An Arab and a Jew open a restaurant together across the street from the UN building…
It sounds like a joke, but it’s actually the focal point around which Tom Robbins’ novel revolves, a bold, funny and disturbingly provocative book in which a can of beans decides to become philosophical, a teaspoon loses it, a young waitress dominates the New York art scene, and a violent welder with a short fuse, discovers the lost God of Palestine – while all the delusions that have prevented humanity from facing the truth are crumbling one by one, like the veils of Salome.
Tom Robbins is an American writer born on July 22, 1936, in Blowing Rock, North Carolina.

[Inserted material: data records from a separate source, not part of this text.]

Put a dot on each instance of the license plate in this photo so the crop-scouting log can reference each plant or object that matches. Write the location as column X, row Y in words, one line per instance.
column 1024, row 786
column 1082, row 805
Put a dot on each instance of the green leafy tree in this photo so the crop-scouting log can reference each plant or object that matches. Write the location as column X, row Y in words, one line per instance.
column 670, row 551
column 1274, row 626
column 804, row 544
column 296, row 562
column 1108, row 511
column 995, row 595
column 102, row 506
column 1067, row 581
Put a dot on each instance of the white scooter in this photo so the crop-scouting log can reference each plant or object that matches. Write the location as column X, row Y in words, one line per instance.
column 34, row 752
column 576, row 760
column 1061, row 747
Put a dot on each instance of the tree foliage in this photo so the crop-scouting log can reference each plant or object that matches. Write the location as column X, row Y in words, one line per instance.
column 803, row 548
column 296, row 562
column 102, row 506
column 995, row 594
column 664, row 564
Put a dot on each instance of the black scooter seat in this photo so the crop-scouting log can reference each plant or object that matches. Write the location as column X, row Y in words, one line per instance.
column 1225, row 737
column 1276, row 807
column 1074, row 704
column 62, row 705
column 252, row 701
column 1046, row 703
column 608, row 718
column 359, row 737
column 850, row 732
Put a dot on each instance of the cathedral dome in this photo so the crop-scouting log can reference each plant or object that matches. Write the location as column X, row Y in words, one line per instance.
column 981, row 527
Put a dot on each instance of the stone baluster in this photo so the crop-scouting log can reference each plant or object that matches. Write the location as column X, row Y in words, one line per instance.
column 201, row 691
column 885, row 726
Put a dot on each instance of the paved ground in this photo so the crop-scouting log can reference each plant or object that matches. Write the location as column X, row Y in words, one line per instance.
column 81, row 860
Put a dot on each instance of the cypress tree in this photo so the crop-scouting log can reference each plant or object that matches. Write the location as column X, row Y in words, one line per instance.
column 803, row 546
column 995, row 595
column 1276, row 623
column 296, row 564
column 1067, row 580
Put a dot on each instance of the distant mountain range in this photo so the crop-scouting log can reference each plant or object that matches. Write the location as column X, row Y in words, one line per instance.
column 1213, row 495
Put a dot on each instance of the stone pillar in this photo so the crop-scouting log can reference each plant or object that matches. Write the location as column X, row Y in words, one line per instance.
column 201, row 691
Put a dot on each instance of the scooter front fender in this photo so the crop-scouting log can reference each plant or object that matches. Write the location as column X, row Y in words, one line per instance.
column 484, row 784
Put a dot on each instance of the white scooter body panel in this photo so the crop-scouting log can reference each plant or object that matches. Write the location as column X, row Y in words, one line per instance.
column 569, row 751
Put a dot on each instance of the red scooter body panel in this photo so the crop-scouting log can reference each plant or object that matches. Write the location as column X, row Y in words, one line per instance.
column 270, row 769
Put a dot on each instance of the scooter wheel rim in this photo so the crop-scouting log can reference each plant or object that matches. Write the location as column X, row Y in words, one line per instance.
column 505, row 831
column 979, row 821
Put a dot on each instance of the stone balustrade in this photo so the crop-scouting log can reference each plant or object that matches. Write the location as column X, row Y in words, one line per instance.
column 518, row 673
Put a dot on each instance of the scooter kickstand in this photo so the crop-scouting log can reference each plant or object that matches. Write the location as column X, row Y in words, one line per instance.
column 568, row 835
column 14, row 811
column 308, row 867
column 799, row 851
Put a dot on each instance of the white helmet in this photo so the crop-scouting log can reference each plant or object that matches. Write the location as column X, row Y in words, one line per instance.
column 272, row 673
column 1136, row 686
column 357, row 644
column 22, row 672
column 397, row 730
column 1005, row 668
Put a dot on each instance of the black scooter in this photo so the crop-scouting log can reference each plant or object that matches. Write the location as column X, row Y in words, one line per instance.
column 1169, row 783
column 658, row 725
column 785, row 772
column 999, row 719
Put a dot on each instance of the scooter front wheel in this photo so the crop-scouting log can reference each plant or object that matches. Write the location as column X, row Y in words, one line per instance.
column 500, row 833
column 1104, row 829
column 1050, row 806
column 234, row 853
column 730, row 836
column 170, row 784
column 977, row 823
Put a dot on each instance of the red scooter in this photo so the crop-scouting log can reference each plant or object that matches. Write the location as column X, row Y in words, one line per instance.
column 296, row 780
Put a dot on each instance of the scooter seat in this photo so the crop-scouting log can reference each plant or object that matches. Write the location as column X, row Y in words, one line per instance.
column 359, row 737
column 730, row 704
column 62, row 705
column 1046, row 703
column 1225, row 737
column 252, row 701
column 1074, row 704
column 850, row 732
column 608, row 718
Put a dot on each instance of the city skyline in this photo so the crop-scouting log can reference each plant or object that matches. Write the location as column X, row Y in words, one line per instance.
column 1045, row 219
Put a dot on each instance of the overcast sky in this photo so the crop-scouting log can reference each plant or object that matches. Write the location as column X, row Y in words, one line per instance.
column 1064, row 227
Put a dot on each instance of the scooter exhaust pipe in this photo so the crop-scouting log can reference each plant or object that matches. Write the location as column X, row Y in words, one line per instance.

His novels are known for their intricate, often fantastical storytelling, with a strong satirical undercurrent and a dense layering of unusual, quirky, and carefully researched details.
Tom Robbins’s novel Even Cowgirls Get the Blues was adapted into a film in 1993 directed by Gus Van Sant and starring Uma Thurman.
In 1954, Robbins enrolled at Washington and Lee University in Lexington, Virginia, but left due to disciplinary issues. He later moved to New York City intending to become a poet, but eventually enlisted in the Air Force under the threat of conscription and served for three years in Korea.
While stationed there, he studied meteorology and became involved in extensive black-market trade of goods such as soap and toothpaste. He later joked that he “helped Mao get his toothpaste.”
After returning to civilian life in Richmond, Virginia, in 1960, he attended the Richmond Professional Institute (later Virginia Commonwealth University), where he served as editor of the student newspaper and worked at the Richmond Times-Dispatch.
He later pursued graduate studies in Eastern philosophy at the University of Washington in Seattle, working for both The Seattle Times and Seattle Post-Intelligencer. Since 1970 he has lived in La Conner, Washington, and received the Golden Umbrella Award at Seattle’s Bumbershoot Festival in 1997.
Skinny Legs and All is Tom Robbins’ most political novel, and also his most humorous.